“¡Ahí no, Morgana!” –exclamo con firmeza siguiendo los consejos educativos que tuvo la gentileza de explicarme su veterinario.
Mientras voy en busca de la lejía y me pongo los guantes para desinfectar la zona cero, observo al animal mirándome fijamente con las orejas en punta, las pupilas dilatadas y el hocico húmedo, señales que me advierten que se encuentra en estado de máxima alerta.
“¡Ahí, no!” –repito tratando de grabar en su reducida cabecita esta frase que tanto teme.
Imaginad mi sorpresa cuando, al levantar la vista hacia el fregadero, descubro una cucaracha más negra que la pez y más larga que un día sin pan, que se cobijaba tras un vaso sucio con la flaca esperanza de pasar desapercibida.
Rápida como una flecha, y sin darle tregua al enemigo de toda ama de casa que vela por la integridad de los suyos, vuelvo a subir a mi gata al mármol que se encuentra al lado del fregadero para que concluya su limpio trabajo.
“¡Morgana, cógela!” –pongo el grito en el cielo mientras voy al cuarto de la limpieza a por el spray de turno para acabar con todo bicho viviente: bacterias, miasmas, gérmenes, otros microorganismos, la cucaracha y la gata si se tercia…
A mi vuelta a la cocina, spray en mano, encuentro a Morgana encima de la cocina reteniendo, con la frialdad de un felino y la elegancia de un gatito doméstico, al enemigo bajo una pata.
“¡Buen trabajo, Morgana! ¡Buen trabajo!” –murmullo para mis adentros mientras me percato que las antenas del bichito estaban en un sitio, tres patas en otro y el cuerpo inmóvil bajo una garra del felino más valiente que pude recoger de la calle una noche de verano.

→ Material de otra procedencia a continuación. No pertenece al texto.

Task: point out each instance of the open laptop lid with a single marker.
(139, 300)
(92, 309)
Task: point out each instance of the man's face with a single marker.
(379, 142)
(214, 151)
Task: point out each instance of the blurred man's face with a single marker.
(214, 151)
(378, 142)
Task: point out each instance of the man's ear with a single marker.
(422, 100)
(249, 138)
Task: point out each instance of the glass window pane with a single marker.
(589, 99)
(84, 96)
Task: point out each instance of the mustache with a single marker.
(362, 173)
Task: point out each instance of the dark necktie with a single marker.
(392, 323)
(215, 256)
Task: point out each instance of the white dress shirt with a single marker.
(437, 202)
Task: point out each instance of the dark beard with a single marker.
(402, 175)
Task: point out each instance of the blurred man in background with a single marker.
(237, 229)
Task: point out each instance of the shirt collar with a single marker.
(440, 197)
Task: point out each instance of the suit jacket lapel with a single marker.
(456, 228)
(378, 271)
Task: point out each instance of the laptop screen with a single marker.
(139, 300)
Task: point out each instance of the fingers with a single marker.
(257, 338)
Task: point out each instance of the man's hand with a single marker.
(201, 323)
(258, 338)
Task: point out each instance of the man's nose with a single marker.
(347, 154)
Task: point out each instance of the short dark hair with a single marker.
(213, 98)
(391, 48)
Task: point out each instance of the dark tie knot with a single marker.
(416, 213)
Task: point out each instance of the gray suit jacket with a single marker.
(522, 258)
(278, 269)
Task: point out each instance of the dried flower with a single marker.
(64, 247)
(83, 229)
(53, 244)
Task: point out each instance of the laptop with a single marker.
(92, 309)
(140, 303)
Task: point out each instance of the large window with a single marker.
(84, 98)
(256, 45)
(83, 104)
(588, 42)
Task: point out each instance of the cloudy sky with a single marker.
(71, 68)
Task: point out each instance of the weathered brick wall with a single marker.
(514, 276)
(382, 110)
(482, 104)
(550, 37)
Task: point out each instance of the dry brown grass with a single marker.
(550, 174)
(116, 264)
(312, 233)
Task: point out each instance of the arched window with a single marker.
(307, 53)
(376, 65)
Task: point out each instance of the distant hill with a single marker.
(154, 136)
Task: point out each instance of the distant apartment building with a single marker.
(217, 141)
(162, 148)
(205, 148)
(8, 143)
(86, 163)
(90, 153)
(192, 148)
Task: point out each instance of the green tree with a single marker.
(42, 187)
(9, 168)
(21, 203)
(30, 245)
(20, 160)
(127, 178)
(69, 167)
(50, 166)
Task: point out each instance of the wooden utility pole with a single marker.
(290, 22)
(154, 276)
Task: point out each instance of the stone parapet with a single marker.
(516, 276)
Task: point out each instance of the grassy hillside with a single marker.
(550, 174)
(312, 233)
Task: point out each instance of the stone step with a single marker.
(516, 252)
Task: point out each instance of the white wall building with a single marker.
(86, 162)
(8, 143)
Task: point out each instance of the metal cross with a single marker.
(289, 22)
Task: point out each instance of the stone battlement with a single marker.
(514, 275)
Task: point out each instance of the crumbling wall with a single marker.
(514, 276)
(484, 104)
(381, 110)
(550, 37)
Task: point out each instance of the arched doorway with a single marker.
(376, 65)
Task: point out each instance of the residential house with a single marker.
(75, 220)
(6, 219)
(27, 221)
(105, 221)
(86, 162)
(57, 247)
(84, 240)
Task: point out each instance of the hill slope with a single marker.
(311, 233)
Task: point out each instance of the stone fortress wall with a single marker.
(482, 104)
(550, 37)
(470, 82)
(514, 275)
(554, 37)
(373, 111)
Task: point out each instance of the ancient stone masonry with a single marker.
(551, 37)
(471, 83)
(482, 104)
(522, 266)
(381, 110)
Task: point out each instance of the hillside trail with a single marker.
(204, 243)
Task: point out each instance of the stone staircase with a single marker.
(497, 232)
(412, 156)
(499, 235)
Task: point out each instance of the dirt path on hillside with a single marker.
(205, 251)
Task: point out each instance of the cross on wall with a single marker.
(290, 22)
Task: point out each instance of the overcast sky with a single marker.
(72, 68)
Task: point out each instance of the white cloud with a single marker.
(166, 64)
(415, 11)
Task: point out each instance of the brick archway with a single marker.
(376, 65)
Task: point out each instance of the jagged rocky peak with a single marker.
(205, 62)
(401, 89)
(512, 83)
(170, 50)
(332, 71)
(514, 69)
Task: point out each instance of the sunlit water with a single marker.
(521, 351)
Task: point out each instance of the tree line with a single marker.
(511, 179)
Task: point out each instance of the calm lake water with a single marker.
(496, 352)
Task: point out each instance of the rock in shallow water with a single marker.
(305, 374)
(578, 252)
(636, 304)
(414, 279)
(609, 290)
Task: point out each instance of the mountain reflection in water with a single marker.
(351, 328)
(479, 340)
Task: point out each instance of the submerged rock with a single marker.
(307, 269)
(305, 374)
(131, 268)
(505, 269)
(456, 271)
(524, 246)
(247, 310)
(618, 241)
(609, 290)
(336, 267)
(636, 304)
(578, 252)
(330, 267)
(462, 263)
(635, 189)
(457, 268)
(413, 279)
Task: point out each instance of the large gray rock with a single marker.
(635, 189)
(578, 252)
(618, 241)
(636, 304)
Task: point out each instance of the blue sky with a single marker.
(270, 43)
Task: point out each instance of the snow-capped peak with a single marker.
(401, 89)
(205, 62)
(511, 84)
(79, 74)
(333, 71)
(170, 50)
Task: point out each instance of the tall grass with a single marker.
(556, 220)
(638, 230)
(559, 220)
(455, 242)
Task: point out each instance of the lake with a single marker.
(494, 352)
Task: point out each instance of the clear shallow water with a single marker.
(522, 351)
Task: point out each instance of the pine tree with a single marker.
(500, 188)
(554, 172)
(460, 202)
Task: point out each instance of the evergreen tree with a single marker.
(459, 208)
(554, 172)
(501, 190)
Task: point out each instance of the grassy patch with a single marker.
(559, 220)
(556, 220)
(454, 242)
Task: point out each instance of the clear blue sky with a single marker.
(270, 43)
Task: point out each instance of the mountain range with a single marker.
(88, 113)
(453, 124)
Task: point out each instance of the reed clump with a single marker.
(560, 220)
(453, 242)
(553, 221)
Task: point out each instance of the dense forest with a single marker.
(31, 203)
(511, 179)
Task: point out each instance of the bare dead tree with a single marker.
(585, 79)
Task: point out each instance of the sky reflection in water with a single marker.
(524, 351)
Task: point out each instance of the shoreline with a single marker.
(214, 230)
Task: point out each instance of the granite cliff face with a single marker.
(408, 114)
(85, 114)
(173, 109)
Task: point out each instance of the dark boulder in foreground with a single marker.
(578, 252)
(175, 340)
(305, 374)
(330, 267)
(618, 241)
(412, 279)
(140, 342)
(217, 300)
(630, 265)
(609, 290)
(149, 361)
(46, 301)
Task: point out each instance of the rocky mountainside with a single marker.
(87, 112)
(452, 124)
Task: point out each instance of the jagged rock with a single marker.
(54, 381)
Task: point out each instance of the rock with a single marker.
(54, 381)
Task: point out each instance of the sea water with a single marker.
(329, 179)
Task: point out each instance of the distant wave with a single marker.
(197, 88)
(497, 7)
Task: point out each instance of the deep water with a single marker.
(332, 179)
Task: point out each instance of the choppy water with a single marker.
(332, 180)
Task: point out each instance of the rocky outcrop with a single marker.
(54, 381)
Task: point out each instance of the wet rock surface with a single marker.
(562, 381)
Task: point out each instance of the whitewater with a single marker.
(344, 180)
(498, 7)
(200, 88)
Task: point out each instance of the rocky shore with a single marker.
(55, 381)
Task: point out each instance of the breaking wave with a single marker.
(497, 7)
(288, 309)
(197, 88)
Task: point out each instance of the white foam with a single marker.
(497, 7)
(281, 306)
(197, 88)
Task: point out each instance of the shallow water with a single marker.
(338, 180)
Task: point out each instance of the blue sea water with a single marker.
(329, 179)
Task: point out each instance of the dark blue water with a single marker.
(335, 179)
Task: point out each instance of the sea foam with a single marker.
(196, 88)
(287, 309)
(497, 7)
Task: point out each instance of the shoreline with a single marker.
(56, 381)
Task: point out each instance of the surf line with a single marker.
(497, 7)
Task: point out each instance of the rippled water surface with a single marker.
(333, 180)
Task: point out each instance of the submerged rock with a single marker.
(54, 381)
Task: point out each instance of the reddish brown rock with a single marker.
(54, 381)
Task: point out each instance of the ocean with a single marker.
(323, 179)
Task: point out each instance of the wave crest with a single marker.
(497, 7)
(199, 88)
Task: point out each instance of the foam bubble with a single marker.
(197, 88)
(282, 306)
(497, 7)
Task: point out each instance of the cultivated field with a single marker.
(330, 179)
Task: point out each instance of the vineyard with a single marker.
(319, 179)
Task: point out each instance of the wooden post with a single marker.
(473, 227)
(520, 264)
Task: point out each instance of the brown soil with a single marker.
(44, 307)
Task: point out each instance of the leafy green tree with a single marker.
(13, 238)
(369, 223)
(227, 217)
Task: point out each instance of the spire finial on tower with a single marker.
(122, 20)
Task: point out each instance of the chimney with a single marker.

“¡Ya está bien, Morgana, abajo!.. ¡Abajo!” –vuelvo a murmurar mirando con repulsión los restos del encuentro entre mi linda minina y un bicho que simplemente pasaba por allí para hacerme entender que posee la astucia necesaria como para burlar todas las trampas que eché bajo los armarios, confirmar que todavía no sé por donde narices se cuelan, pero evidenciar que a un gato el instinto no le falla por muy vago que sea y por poco ejercicio que haga.
Para concluir, después de limpiar con absoluta escrupulosidad, mármol, fregadero, cocina y suelo, me dirijo a Morgana para agradecerle con una caricia que su falta estuviera justificada, mientras elucubraba la siguiente moraleja:
“No hay que precipitarse ni juzgar por las apariencias. Puede que peguemos una palmada a quien, consciente o inconscientemente, sólo esté echándonos una mano”.